Que tu vis en ton ame heureuse et glorieuse,
Ou si non glorieuse, à tout le moins heureuse,
Toy, quiconque tu sois, memorable beauté
Dont l’immortel honneur en ces vers est chanté
Si c’est quelque plaisir à l’ambitieuse ame
(Telle comme l’on dit qu’est celle de la femme)

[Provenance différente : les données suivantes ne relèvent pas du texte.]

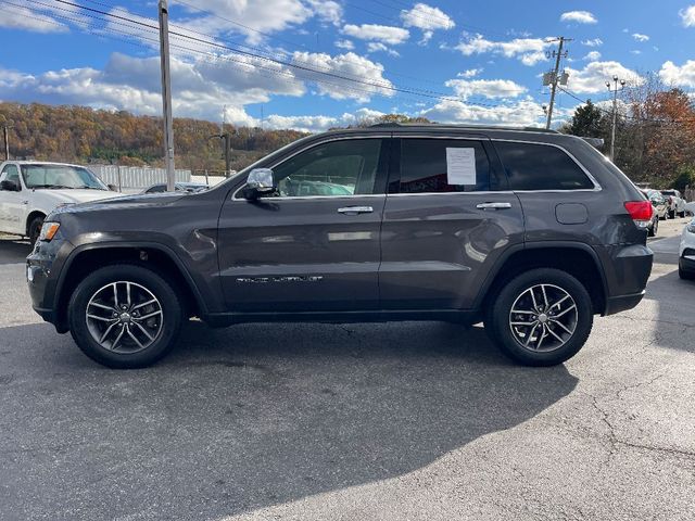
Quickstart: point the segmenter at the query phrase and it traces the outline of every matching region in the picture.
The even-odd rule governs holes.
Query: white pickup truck
[[[117,195],[84,166],[5,161],[0,164],[0,232],[28,237],[34,244],[56,207]]]

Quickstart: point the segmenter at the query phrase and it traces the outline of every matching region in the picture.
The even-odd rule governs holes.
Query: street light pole
[[[169,69],[169,23],[166,0],[160,0],[160,63],[162,68],[162,105],[164,112],[164,164],[166,190],[176,189],[174,170],[174,120],[172,118],[172,76]]]
[[[619,79],[618,76],[612,77],[615,87],[610,87],[610,81],[606,81],[608,91],[612,92],[612,127],[610,129],[610,161],[615,162],[616,158],[616,122],[618,117],[618,82],[620,82],[620,89],[624,89],[626,80]]]

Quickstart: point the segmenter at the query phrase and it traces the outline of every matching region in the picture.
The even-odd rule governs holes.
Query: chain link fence
[[[89,165],[106,185],[113,185],[119,192],[141,192],[152,185],[166,182],[166,169],[139,166]],[[176,182],[189,182],[191,170],[176,170]]]

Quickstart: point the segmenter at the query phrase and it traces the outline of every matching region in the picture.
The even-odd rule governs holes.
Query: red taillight
[[[652,220],[654,208],[649,201],[628,201],[626,209],[633,220]]]

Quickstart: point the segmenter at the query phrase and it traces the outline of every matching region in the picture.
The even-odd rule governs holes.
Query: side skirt
[[[202,317],[213,328],[224,328],[248,322],[393,322],[393,321],[445,321],[473,325],[481,320],[477,310],[462,309],[381,309],[365,312],[296,312],[296,313],[219,313]]]

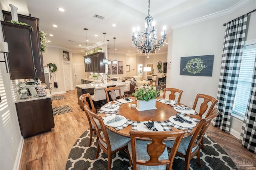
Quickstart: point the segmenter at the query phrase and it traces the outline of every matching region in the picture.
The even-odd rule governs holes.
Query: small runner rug
[[[66,99],[66,97],[63,95],[56,96],[52,96],[52,100],[59,100],[60,99]]]
[[[97,150],[96,135],[93,135],[92,143],[88,147],[90,141],[90,130],[86,130],[77,139],[69,153],[66,170],[106,170],[108,156],[101,149],[100,156],[94,159]],[[204,150],[200,150],[202,167],[198,165],[196,156],[190,160],[190,170],[237,170],[236,166],[227,153],[217,143],[205,135]],[[118,141],[117,141],[118,142]],[[128,156],[121,150],[113,154],[111,170],[132,170],[129,167]],[[176,156],[172,170],[185,169],[185,160]]]
[[[72,109],[68,105],[53,107],[52,110],[54,116],[72,112]]]

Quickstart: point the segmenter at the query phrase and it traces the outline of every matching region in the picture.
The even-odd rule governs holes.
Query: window
[[[232,114],[243,119],[250,97],[256,55],[255,41],[244,47],[239,77]]]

De voir voller son nom jusques au firmament,
Nul plaisir ne s’esgale à ton contentement.
Tu vois comme Narcisse, en l’amoureuse paine,
Qui, peinte en ces écrits, te sert d’une fontaine,
Combien tes yeux sont beaux, et lors en t’admirant,
Peut-estre tu t’en vas toy mesme enamourant ;
Puis voyant quels lauriers couronnent la memoire
Qui met entre les dieux ce chantre de ta gloire :
Si tant d’honneur se doit, ce dis-tu dans ton cœur,
Aux soupirs du vaincu, que doit-on au vainqueur ?
Le heraut publiant aux olympiques festes
Ceux de qui le laurier devoit ceindre les testes,
Estoit-il plus vanté pour l’honneur de sa voix,
Qu’eux pour la gloire acquise au milieu des tournois ?
Seule je l’inspiray, quand j’en eus la victoire ;
Cet ouvrage est à moy, j’en merite la gloire,
S’il est vray que la cause est mere de l’effet,
Et celuy qui fait faire égale cil qui fait.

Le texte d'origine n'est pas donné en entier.